PAX HTML version
Nearly two thousand years after the first Messiah was born, there came a new
peace maker. This one however, was born in an age when philosophies were based on
scientific thought, not ancient fables:
And so, It came to pass in the late nineteen hundreds a brilliant etymologist, Dr.
Orville Peace, Ph.D., wed Olive Pound. They married at thirty and at thirty-one Olive
gave birth to a bouncing baby boy. Orville suggested, and Olive agreed, they should
name the boy Warren after his paternal grandfather. The couple doted on the child and
spoiled him with attention. Still, they had other responsibilities and life must go on. Dr.
Orville, a much respected professor, taught at Harvard, while Olive, an efficient mother
and housewife, kept an immaculate home. Each weekday morning, following a healthy
breakfast, she sent her husband off to teach with a farewell kiss.

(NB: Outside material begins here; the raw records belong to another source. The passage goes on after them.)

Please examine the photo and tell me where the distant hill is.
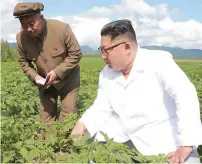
[142,46,202,58]
[8,42,202,58]
[81,45,99,55]
[8,42,16,47]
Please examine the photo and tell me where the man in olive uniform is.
[13,3,82,124]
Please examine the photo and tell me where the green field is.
[1,57,202,163]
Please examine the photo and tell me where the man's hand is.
[71,121,87,142]
[34,75,46,85]
[167,146,193,163]
[45,71,57,87]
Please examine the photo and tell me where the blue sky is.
[0,0,202,49]
[25,0,202,23]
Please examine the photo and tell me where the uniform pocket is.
[51,48,65,57]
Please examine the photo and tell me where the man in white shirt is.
[72,20,202,163]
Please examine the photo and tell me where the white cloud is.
[0,0,22,42]
[0,0,202,49]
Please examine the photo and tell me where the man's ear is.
[125,43,132,55]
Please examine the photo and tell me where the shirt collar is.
[108,46,145,78]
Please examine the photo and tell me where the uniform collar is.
[36,19,47,41]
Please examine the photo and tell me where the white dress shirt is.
[80,48,202,155]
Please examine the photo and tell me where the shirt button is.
[43,59,47,64]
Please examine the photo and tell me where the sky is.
[0,0,202,49]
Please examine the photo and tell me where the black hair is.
[101,19,137,43]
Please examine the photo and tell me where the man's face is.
[20,14,43,37]
[99,36,127,71]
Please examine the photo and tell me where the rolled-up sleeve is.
[79,73,113,136]
[54,25,82,79]
[159,55,202,146]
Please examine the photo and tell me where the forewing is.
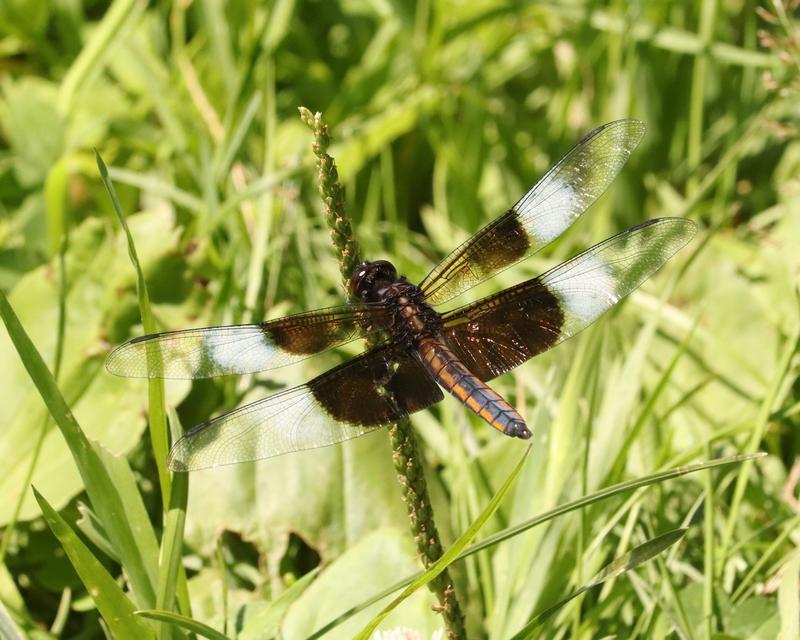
[106,305,387,379]
[443,218,695,380]
[420,120,645,304]
[169,346,443,471]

After clearing away and loading the dishwasher she made it her habit to retire to
the family room to watch the early news before launching into her other chores. During
these viewing sessions, Baby Warren sat on her lap. From the beginning he was
bombarded with the brutality reported by the media. There was a horrendous mix of
road rage, assassinations, domestic violence, gang wars, and savagery occurring in
battles on the international front, The news rocked the child with an unending spectacle
of horrors. From this early beginning, all the killing disturbed Warren as he watched
human beings being exterminated.
Following the news his mother would place him in his playpen while she did her
housework. She left the television on, usually tuned it to PBS. Once , when she
decided maybe the baby would prefer cartoons, she switched channels. Surprisingly
this set Baby Warren to squalling until she switched back to the educational channel.

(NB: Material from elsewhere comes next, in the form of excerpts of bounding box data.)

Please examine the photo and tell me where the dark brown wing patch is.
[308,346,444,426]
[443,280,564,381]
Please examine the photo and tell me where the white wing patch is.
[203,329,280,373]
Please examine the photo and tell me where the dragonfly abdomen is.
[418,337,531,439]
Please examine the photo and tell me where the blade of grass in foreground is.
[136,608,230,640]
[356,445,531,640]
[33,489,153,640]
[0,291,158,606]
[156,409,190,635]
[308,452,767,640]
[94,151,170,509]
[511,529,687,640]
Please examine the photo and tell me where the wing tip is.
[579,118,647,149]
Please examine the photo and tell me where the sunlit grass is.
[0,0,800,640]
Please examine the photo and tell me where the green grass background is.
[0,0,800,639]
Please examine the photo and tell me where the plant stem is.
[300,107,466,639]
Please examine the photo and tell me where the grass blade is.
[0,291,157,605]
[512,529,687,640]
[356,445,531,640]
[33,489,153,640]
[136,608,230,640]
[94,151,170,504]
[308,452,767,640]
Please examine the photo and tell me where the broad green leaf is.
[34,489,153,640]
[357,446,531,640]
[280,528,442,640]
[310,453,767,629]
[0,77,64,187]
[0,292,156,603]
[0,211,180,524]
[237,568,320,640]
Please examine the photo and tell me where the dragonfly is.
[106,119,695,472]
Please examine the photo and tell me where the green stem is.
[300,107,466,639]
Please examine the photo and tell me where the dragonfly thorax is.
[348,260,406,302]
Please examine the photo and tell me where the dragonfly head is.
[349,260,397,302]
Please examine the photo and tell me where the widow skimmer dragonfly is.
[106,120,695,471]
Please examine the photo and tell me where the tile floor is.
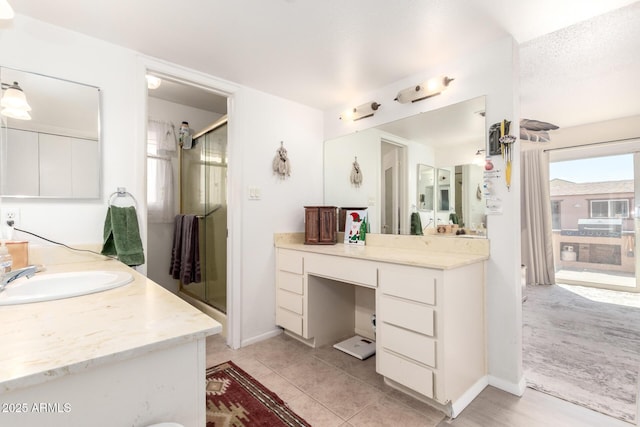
[207,334,631,427]
[207,334,445,427]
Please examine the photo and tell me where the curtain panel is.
[521,150,556,285]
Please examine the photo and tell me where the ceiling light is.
[0,82,31,120]
[146,74,162,89]
[0,0,15,19]
[340,101,380,122]
[394,76,453,104]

As he watched the documentaries and teaching programs he was quiet and attentive,
giving her time to complete her housework.
The boy had inherited the best attributes of his parents: his mothers deep blue
eyes, fathers dark hair and the intelligence of both. He began to walk and talk at an
early age and his mother, assuming he had her and her husbands extraordinary IQs,
decided he must also be gifted. At less than a year old she began showing him
children’s books. He spent hours pouring over the pictures and words, making rapid
progress in his desire to learn.
When Olive pointed out her observations to her husband, Orville also became
involved in the improvement project and bought complicated puzzles for the boy to
solve. Amazed by the child’s progress, they sensed they had a genius on their hands.
By the time he reached kindergarten, he was reading and writing at the sixth grade
level, and his parents entered him in a school for gifted children. At six, his father
bought him his first chemistry set and he became an expert at testing the acidity of urine
with its litmus paper. As the years passed, he excelled at everything he studied: math,
science, literature, language, philosophy, including a fascination with psychology and
the workings of the human mind. Though his extraordinary intellect gave him geek
status, he grew up personable and charming and was popular with his peers, girls and
boys alike. Early on, the youngster realized a healthy mind needed a healthy body and
went out of sports. In college he became the Harvard team’s star quarterback and his
brilliant plays carried them to the national championship.